In all of these stages, you are being wonderfully enriched, wonderfully blessed and you will see the fruits of the Spirit appearing in your life. The deeper you go, of course, the more God can flood your lives with this love. It is just a question of whether we want to go deeper or not. So, you don’t have to evaluate your meditation. You don’t say: Was it a good meditation or a bad meditation? Just be faithful to it and you will see the fruits appearing.
Then in God’s own time, as I said, you may be led into complete silence, for a few moments maybe even, where your prayer completely becomes one with his prayer. Well, that is grace; that is gift. And as soon as you realize that you have stopped saying the word, come back to the word and start repeating it again. That is the discipline, and that is the simplicity.
You have to be clear about this. Sometimes when you are meditating you can come to a very quiet and clear place in yourself. It is what the Buddhist would call ‘clear mind’, where the mind seems to be like the sky that has no clouds. You say to yourself perhaps: ‘This is a good place to be. My mind is clear, my mind is open, I’m feeling peaceful. I feel the presence of God.’ And you may say to yourself: ‘I have no thoughts.’ But the thought ‘I have no thoughts’ is a thought. So, as long as you are thinking like that, you keep saying the word.
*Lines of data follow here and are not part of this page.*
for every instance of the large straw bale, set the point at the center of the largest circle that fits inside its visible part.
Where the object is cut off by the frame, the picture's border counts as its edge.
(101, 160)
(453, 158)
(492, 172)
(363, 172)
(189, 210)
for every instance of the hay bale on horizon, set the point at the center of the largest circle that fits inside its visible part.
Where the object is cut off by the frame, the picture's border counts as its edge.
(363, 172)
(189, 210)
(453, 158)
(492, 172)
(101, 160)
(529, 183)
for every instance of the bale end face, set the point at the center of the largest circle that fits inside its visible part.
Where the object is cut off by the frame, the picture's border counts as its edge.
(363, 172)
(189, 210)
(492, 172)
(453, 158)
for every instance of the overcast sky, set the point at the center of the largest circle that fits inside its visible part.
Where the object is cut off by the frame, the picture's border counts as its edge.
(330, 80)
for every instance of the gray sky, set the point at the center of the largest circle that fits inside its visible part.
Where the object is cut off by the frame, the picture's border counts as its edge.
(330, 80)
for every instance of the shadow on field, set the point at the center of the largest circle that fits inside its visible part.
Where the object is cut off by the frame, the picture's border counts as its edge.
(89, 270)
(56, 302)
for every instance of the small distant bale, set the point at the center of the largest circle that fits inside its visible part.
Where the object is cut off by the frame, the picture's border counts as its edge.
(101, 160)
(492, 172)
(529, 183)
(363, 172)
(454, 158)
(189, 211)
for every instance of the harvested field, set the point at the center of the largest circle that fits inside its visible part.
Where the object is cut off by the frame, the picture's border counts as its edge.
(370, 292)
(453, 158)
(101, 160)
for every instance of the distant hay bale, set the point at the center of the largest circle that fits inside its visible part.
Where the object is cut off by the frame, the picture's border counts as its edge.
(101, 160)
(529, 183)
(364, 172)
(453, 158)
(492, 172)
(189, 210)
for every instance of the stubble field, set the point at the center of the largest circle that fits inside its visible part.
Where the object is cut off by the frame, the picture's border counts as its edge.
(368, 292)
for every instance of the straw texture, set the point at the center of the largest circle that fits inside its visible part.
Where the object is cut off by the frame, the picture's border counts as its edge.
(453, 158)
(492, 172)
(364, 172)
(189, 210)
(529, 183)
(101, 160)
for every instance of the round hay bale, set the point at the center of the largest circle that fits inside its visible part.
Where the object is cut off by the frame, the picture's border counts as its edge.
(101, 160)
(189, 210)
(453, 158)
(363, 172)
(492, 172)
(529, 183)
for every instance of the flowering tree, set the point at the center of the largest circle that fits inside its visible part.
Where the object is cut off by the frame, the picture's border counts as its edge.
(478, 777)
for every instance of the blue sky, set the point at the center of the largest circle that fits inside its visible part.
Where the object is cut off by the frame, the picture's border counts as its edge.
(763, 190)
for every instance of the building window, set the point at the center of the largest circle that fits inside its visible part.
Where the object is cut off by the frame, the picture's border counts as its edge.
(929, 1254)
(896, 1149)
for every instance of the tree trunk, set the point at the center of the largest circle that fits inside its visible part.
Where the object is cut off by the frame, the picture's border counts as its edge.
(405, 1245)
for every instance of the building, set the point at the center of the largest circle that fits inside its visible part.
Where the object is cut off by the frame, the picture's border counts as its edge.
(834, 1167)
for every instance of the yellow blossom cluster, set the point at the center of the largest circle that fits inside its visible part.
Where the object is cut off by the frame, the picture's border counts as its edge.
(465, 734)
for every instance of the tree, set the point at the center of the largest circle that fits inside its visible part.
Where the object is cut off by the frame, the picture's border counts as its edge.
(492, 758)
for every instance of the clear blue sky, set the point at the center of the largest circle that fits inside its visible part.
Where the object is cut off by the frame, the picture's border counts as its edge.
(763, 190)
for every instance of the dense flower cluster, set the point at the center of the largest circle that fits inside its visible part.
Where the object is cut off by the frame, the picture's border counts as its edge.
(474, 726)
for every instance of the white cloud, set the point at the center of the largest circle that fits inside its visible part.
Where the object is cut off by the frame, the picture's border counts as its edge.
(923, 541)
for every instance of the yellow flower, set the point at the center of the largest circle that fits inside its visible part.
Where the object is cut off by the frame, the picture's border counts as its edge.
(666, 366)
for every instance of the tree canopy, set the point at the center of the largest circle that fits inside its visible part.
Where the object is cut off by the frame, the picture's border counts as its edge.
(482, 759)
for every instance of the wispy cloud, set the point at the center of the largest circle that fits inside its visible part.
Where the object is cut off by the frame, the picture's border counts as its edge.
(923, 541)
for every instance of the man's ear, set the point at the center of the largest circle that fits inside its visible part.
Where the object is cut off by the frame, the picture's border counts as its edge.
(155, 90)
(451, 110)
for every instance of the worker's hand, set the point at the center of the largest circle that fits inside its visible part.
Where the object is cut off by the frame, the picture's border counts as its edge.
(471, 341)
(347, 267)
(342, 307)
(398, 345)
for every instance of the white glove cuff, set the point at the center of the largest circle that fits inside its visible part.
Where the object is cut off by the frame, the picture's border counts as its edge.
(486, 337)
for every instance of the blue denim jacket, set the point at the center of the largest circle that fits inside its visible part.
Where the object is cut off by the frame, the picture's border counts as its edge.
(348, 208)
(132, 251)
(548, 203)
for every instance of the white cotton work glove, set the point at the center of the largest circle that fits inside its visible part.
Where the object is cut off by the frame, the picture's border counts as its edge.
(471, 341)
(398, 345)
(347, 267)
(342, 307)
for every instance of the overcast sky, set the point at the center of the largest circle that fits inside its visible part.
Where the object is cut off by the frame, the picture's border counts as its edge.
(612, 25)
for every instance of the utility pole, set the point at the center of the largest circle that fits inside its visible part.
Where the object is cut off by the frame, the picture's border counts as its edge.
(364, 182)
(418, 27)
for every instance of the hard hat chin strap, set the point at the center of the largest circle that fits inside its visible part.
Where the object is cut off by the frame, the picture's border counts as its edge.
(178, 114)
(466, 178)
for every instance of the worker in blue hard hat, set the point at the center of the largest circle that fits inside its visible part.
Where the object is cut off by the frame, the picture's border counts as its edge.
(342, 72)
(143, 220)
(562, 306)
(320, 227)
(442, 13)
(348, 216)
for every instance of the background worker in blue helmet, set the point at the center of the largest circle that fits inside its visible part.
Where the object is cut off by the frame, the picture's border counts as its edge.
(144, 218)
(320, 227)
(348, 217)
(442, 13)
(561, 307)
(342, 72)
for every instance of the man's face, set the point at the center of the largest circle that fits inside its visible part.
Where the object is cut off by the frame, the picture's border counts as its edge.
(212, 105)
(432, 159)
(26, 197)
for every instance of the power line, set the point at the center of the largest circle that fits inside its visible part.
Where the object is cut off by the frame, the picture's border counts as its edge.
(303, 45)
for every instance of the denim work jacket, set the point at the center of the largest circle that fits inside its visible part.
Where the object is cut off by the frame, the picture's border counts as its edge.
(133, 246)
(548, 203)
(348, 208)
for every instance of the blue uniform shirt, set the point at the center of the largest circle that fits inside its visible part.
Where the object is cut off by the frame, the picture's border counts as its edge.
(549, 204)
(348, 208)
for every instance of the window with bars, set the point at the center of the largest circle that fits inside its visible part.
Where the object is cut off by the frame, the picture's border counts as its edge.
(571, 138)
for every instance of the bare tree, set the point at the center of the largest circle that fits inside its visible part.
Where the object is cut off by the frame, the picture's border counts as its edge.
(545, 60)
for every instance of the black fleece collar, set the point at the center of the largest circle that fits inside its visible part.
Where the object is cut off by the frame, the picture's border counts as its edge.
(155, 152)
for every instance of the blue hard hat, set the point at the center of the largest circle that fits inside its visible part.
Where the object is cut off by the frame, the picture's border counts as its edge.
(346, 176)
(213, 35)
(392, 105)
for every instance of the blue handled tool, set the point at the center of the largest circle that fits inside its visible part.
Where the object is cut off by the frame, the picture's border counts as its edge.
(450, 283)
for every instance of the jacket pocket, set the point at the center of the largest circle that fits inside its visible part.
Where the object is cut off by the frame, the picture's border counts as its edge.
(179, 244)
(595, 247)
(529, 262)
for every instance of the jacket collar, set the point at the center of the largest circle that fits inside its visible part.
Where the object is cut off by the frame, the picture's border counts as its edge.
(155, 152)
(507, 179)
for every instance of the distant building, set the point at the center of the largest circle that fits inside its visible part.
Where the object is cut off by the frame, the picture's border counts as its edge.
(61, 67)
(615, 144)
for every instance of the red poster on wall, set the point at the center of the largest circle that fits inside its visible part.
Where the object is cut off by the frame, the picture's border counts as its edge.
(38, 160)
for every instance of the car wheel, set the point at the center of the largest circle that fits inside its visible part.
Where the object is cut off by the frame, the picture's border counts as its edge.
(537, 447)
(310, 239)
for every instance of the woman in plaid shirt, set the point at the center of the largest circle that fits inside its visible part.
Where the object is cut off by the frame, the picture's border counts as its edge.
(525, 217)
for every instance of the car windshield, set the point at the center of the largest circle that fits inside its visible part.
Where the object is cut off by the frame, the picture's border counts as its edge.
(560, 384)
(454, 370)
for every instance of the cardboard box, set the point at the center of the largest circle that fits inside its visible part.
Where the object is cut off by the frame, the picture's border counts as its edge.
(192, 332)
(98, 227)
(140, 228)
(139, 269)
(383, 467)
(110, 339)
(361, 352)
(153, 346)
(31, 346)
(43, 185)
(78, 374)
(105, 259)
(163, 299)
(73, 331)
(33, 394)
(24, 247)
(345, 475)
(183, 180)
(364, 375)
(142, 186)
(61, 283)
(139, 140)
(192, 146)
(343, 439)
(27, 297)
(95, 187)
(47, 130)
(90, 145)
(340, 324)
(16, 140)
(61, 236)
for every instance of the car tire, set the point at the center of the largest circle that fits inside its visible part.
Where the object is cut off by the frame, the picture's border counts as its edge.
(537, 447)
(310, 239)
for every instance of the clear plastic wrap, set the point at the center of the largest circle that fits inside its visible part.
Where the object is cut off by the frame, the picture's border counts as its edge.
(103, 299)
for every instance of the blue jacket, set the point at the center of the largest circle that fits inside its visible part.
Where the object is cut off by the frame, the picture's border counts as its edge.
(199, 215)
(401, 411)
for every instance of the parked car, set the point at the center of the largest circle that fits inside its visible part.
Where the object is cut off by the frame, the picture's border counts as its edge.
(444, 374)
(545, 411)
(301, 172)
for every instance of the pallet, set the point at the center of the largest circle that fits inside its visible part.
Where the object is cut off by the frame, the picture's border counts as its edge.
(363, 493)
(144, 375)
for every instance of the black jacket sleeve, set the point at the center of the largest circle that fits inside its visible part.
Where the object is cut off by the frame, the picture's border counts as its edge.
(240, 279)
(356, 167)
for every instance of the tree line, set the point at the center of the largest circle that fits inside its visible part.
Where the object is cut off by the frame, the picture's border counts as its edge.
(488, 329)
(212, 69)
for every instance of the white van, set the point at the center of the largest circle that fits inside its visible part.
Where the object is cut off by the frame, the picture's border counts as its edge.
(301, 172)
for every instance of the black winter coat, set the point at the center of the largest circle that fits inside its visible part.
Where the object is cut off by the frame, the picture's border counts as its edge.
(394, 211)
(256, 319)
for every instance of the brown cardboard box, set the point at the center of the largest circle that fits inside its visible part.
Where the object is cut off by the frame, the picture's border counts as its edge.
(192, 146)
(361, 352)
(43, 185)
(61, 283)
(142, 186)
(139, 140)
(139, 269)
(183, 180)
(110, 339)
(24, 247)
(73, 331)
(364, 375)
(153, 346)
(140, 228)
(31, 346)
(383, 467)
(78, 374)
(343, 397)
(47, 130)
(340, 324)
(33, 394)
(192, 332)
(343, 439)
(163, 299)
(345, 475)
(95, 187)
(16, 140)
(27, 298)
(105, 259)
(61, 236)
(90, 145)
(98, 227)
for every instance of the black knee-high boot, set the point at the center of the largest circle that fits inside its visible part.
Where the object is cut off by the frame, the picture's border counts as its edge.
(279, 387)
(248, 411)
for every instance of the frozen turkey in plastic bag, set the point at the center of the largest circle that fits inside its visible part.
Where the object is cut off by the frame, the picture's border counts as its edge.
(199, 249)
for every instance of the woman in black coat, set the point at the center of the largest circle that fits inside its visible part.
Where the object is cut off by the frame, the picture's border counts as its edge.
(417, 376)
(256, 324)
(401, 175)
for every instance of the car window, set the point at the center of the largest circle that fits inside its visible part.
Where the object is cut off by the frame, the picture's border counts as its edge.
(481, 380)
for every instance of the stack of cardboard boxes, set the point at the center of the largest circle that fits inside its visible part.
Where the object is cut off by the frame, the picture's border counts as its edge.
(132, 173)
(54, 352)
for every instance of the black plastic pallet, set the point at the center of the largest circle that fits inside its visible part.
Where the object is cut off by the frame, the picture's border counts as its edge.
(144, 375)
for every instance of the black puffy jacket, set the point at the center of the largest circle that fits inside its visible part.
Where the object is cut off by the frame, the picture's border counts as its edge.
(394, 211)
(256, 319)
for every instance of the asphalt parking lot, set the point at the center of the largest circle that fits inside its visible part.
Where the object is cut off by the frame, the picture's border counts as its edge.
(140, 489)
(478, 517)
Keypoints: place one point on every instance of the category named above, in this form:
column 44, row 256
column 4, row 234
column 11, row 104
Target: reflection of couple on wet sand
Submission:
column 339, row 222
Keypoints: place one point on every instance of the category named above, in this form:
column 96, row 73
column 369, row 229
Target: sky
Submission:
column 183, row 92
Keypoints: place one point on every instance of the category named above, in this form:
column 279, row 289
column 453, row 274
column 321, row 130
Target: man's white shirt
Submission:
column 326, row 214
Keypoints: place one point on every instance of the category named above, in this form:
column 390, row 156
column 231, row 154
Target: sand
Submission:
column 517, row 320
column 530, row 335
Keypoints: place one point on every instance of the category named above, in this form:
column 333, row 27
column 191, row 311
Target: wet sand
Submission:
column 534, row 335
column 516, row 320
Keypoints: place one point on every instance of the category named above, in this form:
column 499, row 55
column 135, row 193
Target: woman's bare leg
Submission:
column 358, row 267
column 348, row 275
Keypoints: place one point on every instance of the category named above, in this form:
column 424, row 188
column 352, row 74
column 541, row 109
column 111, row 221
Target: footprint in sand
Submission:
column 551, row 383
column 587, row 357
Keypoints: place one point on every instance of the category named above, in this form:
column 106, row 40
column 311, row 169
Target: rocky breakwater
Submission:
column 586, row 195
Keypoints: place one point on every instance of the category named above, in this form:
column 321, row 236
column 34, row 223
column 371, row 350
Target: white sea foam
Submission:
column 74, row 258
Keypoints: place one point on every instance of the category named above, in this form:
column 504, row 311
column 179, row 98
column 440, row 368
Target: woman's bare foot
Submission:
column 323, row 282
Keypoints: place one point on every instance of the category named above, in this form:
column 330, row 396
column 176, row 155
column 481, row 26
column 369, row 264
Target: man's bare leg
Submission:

But over time, you’ll find that you say the word much more gently, more subtly, more peacefully. It takes root in your heart and it accompanies you throughout the day as well.
(Laurence Freeman OSB, Meditatio Talk Series 2013-C, Meditating as a Christian)
John Main
The function of the mantra basically is to bring you to silence, to take you beyond thought, imagination, ratiocination.
John Main
Yes you could put it that way certainly, yes. Saying the mantra I think is very much what the English poet Blake meant when he talked of cleansing the doors of your perception. It’s very much like clarifying of your consciousness, but you have to be careful about too many images even in thinking about the mantra, because otherwise your temptation is to say at the end of your meditation, ”Well how much more clarification have I got this time?” Whereas you want to try and approach meditation in the least self-conscious way possible. That’s the purpose: to bring you to silence.